Show:Tohuwabohu

Cirque du Soleil Totem

Der Anfang der Geschichte: Amphibienwesen schwingen sich aus dem Skelett eines Schildkrötenpanzers.

(Foto: Live Nation/Cirque du Soleil)

Der Cirque du Soleil macht in "Totem" Evolution und Mythen zum Thema

Von MIchael Zirnstein

Die Welt bräuchte mehr Menschen wie Mishka, den Clown. Der Melancholiker mit Jacques-Tati-Schlapphut und Buster-Keaton-Augen findet bei seinem aus dem Ruder laufenden Angelbootsausflug eine Hemdchentragetasche. Er formt daraus eine Taube, animiert sie zuckenden Fingers und lässt sie ein Ei legen. Aus Plastikmüll Leben schaffen - ach wenn's so einfach wäre.

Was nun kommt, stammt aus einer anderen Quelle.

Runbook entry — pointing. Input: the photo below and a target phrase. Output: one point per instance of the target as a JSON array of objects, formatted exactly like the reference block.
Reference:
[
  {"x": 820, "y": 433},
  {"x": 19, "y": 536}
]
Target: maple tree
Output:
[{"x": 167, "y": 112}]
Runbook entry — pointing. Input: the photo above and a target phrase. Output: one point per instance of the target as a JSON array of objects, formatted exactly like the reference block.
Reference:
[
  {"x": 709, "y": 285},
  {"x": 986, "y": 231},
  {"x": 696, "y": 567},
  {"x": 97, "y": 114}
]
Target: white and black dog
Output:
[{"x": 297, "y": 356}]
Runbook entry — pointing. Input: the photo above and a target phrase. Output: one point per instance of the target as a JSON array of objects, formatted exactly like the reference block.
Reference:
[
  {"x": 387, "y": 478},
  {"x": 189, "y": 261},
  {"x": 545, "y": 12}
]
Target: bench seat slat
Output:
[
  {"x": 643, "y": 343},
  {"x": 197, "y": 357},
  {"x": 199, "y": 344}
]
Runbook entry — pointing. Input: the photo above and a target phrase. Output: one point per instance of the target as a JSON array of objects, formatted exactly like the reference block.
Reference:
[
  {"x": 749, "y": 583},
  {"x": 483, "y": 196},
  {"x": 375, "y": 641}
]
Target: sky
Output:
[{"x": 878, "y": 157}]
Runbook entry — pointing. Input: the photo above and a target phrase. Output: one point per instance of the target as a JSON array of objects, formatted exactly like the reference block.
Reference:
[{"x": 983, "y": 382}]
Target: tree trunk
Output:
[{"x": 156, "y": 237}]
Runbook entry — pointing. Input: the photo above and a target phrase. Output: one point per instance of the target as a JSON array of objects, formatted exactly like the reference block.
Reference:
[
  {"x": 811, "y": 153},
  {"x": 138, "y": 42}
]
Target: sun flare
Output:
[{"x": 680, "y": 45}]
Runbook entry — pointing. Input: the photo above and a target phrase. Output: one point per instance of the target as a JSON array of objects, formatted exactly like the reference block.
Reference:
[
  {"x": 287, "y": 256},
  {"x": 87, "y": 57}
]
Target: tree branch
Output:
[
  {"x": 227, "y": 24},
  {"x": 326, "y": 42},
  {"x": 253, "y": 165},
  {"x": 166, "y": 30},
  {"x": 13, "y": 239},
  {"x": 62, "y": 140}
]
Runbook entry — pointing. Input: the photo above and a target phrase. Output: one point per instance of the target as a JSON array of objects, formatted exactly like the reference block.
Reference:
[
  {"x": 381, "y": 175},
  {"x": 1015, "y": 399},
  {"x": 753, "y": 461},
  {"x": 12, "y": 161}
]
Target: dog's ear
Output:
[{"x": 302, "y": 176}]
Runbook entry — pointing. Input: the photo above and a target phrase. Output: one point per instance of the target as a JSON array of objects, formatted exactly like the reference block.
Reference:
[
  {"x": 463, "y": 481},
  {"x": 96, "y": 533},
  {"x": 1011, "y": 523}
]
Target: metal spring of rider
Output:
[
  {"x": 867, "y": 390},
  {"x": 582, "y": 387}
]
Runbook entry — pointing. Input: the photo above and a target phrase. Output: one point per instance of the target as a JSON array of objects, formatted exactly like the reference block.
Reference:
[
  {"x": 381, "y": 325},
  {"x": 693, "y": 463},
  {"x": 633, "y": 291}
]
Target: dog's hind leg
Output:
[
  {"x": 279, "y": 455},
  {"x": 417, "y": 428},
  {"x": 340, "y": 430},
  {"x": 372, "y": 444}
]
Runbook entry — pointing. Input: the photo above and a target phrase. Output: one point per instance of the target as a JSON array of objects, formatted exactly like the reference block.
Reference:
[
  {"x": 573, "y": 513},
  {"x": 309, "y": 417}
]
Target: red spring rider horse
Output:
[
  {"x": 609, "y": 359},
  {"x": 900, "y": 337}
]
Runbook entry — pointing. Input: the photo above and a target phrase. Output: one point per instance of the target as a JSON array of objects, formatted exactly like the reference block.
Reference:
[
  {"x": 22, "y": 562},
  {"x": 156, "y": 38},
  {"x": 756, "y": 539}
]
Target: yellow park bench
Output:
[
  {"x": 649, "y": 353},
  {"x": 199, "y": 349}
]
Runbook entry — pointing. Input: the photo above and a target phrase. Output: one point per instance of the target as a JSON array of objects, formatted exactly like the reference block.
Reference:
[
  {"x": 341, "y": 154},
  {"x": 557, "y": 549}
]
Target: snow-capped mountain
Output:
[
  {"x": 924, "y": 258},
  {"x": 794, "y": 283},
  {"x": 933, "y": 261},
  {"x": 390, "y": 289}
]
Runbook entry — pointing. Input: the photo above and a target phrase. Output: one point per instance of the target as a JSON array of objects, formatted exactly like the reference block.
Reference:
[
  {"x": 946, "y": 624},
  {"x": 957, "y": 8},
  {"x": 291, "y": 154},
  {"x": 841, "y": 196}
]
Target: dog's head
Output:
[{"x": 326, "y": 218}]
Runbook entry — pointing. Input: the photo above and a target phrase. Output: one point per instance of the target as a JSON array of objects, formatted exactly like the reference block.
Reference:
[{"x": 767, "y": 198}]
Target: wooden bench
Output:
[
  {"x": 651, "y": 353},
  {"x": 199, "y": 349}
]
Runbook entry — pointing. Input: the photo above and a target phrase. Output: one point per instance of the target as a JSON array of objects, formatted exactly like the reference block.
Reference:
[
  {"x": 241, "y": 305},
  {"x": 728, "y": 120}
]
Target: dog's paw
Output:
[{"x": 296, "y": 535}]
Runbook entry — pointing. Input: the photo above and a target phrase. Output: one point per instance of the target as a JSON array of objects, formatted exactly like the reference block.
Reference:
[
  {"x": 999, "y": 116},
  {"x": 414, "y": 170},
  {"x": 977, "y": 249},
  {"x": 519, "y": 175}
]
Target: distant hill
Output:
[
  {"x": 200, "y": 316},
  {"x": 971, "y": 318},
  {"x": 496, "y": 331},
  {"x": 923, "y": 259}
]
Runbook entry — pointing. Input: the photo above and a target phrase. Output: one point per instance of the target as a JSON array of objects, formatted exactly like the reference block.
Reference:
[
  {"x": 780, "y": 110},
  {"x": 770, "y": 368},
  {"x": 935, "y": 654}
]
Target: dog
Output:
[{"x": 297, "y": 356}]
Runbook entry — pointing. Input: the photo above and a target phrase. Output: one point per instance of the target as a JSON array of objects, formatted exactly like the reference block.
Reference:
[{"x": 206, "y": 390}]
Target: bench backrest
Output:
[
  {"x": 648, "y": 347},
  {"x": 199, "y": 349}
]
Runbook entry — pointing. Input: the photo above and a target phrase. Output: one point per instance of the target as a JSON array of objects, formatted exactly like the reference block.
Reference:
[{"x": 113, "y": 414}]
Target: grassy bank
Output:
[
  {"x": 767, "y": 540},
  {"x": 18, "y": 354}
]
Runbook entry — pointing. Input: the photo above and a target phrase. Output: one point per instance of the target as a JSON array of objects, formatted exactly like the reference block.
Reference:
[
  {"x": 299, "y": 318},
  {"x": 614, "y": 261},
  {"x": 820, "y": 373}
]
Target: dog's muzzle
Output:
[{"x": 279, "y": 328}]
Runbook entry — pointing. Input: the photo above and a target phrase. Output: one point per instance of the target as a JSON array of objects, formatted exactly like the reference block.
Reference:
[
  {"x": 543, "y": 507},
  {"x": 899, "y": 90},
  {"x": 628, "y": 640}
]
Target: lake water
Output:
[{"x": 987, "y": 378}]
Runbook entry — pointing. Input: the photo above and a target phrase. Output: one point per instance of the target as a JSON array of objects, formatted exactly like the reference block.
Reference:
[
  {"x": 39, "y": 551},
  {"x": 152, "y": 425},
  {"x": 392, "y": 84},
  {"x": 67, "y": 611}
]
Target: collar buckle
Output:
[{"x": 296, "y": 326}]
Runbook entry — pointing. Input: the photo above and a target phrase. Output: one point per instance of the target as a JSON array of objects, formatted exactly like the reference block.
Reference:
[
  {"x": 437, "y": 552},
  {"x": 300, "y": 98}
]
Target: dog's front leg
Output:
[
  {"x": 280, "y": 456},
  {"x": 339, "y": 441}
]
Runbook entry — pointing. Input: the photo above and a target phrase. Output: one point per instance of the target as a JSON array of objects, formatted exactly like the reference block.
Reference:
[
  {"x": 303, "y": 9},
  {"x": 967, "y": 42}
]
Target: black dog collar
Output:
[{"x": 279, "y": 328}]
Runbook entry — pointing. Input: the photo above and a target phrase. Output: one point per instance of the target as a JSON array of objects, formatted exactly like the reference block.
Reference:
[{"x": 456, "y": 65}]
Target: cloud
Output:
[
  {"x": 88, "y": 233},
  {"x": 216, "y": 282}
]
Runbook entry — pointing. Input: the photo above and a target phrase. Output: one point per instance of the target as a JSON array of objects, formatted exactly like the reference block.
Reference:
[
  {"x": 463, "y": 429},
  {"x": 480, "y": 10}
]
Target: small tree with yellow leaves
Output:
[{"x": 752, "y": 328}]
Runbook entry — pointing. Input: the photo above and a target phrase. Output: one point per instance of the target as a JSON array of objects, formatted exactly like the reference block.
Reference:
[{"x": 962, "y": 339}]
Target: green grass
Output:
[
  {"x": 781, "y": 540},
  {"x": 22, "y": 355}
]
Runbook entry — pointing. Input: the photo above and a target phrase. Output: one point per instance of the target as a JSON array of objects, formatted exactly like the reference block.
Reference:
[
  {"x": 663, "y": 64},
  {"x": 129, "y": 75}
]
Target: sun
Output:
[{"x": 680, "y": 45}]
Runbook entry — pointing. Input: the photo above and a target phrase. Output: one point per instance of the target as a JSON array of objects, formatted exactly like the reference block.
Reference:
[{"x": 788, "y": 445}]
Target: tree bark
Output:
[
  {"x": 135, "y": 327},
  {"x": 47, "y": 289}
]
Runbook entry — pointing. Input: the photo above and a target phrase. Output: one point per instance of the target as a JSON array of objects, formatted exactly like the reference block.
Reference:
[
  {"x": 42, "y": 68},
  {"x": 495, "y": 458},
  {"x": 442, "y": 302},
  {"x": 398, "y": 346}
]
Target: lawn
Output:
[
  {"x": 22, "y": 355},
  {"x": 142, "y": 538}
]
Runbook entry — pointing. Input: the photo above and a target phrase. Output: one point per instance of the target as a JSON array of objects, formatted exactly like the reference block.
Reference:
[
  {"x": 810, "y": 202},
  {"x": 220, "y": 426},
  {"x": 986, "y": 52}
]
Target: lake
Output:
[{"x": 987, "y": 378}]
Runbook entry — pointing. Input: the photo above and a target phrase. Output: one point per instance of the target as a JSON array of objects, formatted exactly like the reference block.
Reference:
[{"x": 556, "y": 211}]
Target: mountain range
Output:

Aber vielleicht ist die Menschheit doch noch zu retten. Die Revue "Totem" zumindest entlässt die Premierengäste mit genau diesem guten Gefühl aus dem großen weißen Zelt auf die Theresienwiese. Freilich wird bis zum Finale getreu der 36-jährigen Tradition des Cirque du Soleil so einiges gehoben, aber kaum ein Zeigefinger. Nur einmal, da muss Valentino - das ist der andere Clown, ein italienischer Spargel-Elvis - sich dafür verantworten, einen Plastikbecher beim Flirten auf den Strand geschmissen zu haben. Der Fährtensucher, ein rotgewandeter Strenger mit Suchscheinwerfer im Zylinder, verwandelt sich in einen Stierkämpfer und fordert den Umweltsünder zum Duell. Daraus wird binnen Sekunden ein Fest der Kulturen mit einer Horde Affen, einem darwinesken Forscher, amerikanischen Ureinwohnern, einer Flamenco-Frau, Mama Afrika und gut aufgelegten Musikern. Das mag der eine kitschig-naiv, der andere einfach schön finden, der Dritte kennt genau diesen völkerverbindenden Mix von Tollwood.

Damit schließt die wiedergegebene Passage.